The melting of the UHMWPE was observed at onset temperature Tonset 109.9°C (shown in the figure below, left), and the DSC profile indicated the onset of the exothermic oxidation. Using thermomicoscopy at the same time, the optical micrographs enable these processes to be observed optically and correlated with the DSC profile. The researchers could visualise the change in surface texture of the liquid polymer after melting as oxidative degradation began.
The OIT test shows the expected DSC profile, but additional information on the subtle changes in surface morphology that occur at the onset of oxidation are revealed optically.
Visualising phase transitions
Materials showing multiple polymorphic transitions are often useful temperature calibration standards given their ability to cover a wide temperature range. In this study, the group evaluated the polymorphic transitions of rubidium nitrate, a material with three distinct solid-state transitions over a 150-280°C temperature range. The DSC profile shows three peaks corresponding to the solid-solid transitions, with the final peak corresponding to the sample melting (shown in the figure above, left). The corresponding region of interest (ROI) profile from thermomicroscopy shows the same transitions as a series of steps caused by changes in the sample’s reflected light intensity (RLI).
These results demonstrate the benefit of using RLI from thermomicroscopy together with DSC when discerning phase transitions, when the sample remains colourless. The group at TMRU has also investigated low-temperature calibration standards using the DSC450, elucidating the effect of temperature cycling on materials.

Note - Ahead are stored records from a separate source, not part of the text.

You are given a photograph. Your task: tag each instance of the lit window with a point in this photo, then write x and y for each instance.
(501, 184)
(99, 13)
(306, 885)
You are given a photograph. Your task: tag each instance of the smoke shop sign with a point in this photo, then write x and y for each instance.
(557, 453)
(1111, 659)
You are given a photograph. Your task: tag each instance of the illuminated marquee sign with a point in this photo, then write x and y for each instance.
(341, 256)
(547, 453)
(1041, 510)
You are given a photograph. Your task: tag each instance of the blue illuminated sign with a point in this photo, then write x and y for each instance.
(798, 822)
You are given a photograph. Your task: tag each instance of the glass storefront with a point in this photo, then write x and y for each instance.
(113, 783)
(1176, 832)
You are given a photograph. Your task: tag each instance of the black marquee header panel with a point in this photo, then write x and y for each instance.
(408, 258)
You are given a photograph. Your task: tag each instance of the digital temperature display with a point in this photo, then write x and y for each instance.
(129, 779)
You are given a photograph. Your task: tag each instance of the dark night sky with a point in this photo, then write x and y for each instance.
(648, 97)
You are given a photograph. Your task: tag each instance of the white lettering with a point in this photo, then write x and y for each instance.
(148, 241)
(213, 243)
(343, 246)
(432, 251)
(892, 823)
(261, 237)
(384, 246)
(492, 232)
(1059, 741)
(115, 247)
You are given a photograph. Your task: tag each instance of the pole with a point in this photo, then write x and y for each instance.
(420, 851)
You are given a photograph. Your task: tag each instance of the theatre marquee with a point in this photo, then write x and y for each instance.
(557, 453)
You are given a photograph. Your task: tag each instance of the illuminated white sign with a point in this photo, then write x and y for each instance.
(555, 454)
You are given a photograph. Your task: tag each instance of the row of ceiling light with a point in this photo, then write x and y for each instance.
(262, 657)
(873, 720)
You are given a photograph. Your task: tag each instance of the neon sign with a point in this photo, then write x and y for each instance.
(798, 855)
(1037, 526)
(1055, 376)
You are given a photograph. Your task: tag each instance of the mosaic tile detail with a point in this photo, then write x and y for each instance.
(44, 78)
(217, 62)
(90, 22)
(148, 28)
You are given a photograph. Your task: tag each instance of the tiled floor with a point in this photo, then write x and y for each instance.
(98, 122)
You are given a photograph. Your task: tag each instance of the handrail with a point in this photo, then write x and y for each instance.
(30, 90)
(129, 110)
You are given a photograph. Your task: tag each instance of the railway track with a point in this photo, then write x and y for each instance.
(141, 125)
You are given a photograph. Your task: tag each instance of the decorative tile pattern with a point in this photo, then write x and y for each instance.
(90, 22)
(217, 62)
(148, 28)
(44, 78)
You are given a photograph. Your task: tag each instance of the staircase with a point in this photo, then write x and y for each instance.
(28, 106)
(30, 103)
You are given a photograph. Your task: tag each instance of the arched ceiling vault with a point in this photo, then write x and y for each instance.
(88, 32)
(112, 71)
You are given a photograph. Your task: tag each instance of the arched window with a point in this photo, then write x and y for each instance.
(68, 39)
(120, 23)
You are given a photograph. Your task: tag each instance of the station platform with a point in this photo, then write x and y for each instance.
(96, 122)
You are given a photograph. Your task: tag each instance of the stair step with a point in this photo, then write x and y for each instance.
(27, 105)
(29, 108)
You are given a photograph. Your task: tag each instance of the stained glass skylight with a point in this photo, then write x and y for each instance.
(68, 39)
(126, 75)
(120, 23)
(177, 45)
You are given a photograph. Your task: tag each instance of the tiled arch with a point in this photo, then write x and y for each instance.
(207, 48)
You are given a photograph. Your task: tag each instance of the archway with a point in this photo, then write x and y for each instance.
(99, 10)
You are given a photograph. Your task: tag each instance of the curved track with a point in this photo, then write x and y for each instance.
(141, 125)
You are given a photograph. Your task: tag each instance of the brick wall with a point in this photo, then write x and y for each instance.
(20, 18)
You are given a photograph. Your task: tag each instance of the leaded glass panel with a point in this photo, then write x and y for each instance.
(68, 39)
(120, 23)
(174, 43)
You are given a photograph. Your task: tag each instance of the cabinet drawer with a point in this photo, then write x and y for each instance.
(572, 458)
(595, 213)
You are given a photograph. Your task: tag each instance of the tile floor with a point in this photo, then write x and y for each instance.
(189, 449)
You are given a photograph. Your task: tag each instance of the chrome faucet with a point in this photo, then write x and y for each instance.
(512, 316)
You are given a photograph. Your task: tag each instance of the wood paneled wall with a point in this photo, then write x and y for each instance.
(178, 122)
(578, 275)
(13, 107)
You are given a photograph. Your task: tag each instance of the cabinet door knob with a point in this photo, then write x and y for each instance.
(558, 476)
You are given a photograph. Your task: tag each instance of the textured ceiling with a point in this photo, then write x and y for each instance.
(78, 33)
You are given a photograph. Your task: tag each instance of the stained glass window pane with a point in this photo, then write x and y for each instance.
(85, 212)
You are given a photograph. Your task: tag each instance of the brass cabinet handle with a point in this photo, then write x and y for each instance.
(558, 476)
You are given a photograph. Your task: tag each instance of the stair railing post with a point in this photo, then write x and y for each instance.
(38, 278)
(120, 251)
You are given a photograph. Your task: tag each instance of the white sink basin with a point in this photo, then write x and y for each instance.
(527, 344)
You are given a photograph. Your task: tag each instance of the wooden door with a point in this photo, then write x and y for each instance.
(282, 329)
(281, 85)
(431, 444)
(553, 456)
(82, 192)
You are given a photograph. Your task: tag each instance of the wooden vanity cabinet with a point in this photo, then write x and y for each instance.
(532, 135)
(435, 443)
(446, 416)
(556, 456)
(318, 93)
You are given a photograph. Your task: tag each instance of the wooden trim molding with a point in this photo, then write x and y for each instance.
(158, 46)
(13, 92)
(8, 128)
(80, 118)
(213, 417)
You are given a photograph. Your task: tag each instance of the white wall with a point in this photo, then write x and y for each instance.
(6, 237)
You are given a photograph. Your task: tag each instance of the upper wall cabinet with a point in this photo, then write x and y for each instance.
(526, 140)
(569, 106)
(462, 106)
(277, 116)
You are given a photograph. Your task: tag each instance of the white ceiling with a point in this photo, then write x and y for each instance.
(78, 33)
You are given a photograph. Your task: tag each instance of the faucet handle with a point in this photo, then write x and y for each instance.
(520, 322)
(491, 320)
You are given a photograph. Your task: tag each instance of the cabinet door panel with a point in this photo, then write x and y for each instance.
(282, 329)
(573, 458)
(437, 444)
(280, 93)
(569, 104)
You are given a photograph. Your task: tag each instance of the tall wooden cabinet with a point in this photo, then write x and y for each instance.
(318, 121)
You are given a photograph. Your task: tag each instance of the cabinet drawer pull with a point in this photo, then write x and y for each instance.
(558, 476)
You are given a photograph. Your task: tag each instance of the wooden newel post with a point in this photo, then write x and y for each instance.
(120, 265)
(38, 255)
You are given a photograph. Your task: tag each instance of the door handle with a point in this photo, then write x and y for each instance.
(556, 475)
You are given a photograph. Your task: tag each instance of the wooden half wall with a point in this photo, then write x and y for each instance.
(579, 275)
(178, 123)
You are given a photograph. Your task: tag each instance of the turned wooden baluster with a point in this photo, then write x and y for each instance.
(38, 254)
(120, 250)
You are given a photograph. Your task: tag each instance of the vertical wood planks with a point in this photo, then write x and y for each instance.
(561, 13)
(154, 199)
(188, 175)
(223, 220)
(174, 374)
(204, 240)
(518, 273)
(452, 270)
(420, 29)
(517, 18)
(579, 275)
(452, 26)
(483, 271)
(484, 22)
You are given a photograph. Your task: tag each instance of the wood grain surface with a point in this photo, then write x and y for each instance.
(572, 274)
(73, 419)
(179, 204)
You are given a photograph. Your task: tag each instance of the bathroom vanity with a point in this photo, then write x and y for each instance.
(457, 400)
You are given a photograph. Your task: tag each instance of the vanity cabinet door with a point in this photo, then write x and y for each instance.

The experiments in this study demonstrate the complementary nature of DSC and thermomicroscopy, and the benefits of simultaneous thermal analysis in unravelling the complex thermal processes of certain materials. DSC-thermomicroscopy can provide enhanced information in the study of materials, because the optical image facilitates the interpretation of often complex and overlapping DSC profiles. The technique is expected to become increasingly popular in the polymer and pharmaceutical sectors.
The research group at the TMRU is currently exploring whether the unique design of the DSC450 will lend itself to the study of thermal conductivity of materials via optical means.